67 banques concernées

Le secteur, guidé jusqu’ici par la réglementation Bâle I (en référence à  l’ensemble de recommandations formulées par le G10 en 1988 par le Comité de Bâle,visant à garantir un niveau minimum de capitaux propres, afin d’assurer la solidité financière), a révisé son corpus réglementaire pour adapter les banques aux nouvelles exigences. L’entrée en vigueur des normes internationales Bâle III, après la crise financière de 2007-2009,  impulse un nouveau dispositif assis sur trois piliers : le renforcement des capitaux, l’adressage spécifique des problématiques de liquidités, et la transparence et communication financière.

« Les banques doivent donc justifier d’un capital réglementaire suffisamment solide pour assurer la pérennité de leur modèle d’affaires et, in fine, pour faire face à d’éventuels chocs exogènes et endogènes », poursuit notre banquier. De fait, les évolutions règlementaires intègrent les nouveaux risques de l’environnement financier comme l’alliance avec les fintechs, le mobile money ou encore la protection des données à caractère personnel des clients.

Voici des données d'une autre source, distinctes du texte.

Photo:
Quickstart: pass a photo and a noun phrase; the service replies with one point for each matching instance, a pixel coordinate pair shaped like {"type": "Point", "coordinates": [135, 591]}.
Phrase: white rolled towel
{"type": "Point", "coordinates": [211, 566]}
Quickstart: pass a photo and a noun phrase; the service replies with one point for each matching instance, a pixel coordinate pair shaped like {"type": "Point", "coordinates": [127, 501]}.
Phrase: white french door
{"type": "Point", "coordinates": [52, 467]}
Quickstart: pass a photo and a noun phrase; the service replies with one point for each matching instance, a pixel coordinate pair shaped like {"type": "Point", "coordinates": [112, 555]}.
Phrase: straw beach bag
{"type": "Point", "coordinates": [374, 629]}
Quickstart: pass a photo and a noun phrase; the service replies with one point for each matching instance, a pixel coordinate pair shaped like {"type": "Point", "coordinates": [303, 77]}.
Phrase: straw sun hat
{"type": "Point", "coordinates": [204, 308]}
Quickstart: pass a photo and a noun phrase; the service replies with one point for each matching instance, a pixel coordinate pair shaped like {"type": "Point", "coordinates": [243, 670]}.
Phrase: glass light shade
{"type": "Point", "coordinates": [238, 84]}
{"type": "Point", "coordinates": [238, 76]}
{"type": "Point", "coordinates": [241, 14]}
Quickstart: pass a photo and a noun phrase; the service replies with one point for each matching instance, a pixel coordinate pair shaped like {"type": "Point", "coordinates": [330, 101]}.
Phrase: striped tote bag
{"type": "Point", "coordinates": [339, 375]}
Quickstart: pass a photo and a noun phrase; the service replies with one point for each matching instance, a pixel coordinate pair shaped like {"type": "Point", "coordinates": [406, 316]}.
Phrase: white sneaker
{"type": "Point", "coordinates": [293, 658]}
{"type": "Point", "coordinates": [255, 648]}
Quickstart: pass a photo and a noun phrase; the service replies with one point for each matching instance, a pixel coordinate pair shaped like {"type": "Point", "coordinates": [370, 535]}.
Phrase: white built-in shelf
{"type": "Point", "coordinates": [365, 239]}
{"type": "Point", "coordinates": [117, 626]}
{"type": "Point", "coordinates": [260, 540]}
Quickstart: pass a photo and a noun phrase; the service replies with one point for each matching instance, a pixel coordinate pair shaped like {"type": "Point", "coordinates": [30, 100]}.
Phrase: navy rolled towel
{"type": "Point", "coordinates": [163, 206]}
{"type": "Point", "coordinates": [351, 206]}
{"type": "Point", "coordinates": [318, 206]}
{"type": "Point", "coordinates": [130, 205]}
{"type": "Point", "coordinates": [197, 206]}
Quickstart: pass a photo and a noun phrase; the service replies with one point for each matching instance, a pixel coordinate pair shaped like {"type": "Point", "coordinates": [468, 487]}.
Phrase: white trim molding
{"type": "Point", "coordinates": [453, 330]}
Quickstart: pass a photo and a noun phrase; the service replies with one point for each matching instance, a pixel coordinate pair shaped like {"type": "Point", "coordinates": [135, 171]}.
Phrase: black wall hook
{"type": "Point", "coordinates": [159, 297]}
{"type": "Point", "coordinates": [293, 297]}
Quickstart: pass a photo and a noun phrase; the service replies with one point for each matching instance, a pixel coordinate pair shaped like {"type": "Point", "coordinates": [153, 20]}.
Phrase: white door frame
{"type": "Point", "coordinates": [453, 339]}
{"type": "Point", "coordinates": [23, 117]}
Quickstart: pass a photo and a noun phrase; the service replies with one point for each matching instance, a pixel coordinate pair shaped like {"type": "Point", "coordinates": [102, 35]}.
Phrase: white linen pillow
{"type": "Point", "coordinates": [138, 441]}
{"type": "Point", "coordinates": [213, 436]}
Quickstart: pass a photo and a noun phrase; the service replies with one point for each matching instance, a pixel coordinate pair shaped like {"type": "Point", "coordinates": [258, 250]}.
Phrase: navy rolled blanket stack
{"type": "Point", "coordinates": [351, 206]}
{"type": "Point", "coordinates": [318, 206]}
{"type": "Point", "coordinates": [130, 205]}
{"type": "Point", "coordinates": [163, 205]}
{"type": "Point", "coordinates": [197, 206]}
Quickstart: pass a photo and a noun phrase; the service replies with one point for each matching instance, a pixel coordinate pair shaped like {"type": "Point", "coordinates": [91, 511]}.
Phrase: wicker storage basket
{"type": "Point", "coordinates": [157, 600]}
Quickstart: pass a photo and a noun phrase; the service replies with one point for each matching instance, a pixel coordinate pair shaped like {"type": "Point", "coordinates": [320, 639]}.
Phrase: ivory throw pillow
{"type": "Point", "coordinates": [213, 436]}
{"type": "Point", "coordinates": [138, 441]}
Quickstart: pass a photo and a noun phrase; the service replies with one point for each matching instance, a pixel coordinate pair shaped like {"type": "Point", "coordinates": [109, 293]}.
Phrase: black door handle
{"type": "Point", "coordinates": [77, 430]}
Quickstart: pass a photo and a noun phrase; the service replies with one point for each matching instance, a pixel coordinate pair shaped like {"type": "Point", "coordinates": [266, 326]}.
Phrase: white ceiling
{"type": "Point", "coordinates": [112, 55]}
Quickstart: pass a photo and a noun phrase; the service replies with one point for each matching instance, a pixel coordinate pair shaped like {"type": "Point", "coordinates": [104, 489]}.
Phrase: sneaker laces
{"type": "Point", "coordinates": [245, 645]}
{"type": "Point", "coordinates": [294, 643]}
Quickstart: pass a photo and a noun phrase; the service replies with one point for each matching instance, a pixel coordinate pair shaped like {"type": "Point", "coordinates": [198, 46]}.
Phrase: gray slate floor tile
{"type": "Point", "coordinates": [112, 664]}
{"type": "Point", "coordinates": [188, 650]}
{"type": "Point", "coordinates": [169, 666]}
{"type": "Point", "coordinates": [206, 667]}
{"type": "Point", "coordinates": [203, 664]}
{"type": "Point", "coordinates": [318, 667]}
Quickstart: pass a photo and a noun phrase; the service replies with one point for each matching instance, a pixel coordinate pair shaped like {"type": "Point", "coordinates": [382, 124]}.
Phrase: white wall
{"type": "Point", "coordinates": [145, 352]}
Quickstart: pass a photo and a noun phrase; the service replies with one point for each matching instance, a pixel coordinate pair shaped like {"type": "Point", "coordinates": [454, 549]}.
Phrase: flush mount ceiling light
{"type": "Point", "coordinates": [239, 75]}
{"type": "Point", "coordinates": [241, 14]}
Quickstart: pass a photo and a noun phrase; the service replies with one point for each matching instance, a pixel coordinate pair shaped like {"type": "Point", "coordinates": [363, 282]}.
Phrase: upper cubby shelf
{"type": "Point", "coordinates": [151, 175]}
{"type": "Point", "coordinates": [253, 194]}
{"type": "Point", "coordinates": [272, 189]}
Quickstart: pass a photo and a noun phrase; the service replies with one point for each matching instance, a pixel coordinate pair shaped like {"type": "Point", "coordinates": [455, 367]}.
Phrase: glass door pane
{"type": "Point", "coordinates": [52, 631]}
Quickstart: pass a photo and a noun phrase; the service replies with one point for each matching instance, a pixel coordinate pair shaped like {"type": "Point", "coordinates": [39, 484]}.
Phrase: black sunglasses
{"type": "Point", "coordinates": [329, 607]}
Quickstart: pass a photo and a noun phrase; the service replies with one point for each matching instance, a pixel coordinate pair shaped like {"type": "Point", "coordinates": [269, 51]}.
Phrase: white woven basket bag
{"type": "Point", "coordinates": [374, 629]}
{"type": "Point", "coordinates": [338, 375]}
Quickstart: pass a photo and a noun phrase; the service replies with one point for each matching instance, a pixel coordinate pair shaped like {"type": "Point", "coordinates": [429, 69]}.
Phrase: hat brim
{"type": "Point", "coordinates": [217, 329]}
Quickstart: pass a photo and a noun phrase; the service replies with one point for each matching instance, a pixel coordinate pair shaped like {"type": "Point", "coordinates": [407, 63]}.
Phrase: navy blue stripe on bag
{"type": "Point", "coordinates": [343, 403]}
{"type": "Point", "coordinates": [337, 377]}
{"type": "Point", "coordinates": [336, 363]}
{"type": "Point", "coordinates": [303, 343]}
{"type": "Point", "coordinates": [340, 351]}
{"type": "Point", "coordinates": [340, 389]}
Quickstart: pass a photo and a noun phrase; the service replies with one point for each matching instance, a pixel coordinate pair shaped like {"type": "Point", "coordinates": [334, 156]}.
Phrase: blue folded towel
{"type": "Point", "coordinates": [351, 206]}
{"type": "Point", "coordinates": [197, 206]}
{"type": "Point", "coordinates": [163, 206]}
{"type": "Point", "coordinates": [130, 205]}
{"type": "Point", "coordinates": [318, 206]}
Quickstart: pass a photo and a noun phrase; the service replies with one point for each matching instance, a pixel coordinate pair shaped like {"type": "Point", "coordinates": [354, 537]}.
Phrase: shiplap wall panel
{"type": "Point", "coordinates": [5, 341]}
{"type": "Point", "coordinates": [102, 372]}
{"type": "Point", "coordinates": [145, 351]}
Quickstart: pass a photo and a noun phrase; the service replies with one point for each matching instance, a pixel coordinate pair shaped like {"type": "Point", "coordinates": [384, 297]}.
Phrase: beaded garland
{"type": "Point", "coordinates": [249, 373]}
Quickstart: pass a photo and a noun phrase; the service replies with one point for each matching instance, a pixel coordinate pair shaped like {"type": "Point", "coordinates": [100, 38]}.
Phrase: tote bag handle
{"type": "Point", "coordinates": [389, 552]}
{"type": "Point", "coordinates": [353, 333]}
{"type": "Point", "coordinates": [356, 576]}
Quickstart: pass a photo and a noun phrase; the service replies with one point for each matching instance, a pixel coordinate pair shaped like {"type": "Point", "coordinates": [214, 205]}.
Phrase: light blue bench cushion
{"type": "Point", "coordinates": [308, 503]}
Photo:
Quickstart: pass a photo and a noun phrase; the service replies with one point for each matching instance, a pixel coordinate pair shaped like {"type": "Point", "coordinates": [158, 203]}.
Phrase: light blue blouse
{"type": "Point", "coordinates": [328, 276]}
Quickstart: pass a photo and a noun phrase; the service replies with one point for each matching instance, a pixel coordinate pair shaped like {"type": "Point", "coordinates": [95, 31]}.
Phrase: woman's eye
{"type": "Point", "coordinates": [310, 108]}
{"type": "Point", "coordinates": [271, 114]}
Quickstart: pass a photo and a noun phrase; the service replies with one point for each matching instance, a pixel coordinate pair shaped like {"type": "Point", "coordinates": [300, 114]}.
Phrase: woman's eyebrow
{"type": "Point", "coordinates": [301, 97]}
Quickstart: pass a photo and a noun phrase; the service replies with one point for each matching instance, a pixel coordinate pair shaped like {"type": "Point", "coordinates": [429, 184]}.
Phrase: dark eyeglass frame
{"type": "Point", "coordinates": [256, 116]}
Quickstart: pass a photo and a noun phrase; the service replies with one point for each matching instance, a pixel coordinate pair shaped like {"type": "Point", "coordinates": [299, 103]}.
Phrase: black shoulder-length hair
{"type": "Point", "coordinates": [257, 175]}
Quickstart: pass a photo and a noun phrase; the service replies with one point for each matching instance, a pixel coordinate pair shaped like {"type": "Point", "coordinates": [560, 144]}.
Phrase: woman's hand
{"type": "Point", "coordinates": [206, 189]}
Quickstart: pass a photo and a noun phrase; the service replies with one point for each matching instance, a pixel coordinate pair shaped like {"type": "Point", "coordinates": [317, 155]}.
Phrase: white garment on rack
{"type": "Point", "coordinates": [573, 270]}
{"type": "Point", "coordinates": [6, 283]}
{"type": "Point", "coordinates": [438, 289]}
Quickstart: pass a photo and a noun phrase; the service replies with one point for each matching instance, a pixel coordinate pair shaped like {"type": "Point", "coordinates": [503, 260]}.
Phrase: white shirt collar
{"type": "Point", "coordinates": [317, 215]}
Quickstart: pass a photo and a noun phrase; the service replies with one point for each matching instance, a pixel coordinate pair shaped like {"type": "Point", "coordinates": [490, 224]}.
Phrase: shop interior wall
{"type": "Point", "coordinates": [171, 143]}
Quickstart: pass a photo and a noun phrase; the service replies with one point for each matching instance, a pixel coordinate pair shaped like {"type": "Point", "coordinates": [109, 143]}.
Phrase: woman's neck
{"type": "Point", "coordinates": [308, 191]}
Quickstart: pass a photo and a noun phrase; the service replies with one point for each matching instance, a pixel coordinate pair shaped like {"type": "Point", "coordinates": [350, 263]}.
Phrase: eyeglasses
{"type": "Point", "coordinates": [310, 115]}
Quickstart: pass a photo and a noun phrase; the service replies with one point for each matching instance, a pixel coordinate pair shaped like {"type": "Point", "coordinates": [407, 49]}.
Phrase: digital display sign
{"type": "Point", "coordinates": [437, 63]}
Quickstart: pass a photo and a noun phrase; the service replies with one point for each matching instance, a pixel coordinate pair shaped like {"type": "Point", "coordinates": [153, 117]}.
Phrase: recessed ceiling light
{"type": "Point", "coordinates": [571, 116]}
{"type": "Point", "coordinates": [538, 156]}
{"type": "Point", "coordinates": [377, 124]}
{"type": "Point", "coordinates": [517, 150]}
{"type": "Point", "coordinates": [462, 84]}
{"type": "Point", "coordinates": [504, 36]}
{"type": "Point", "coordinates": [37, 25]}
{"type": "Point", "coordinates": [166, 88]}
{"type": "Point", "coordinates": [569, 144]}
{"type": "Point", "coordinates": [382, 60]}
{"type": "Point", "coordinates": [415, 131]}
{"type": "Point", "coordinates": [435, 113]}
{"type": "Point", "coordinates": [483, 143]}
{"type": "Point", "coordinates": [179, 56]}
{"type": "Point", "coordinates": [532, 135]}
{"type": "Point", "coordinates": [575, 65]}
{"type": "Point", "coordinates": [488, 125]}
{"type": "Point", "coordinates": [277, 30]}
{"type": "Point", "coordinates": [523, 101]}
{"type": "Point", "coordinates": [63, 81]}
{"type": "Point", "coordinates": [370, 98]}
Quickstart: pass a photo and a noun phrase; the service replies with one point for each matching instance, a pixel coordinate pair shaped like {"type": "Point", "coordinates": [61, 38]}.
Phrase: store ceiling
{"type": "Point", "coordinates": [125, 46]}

Dans la pratique, les actionnaires disposent d’un délai maximum de trois ans pour mettre leur établissement en accord avec la nouvelle norme. L’augmentation de capital doit, en outre, se réaliser par un apport en numéraire ou l’incorporation de réserves de la banque. Tout établissement bancaire qui dispose d’un capital inférieur à 20 milliards de F CFA est tenue de transmettre un plan de mise en conformité aux autorités monétaires et règlementaires au plus tard le 1er juillet.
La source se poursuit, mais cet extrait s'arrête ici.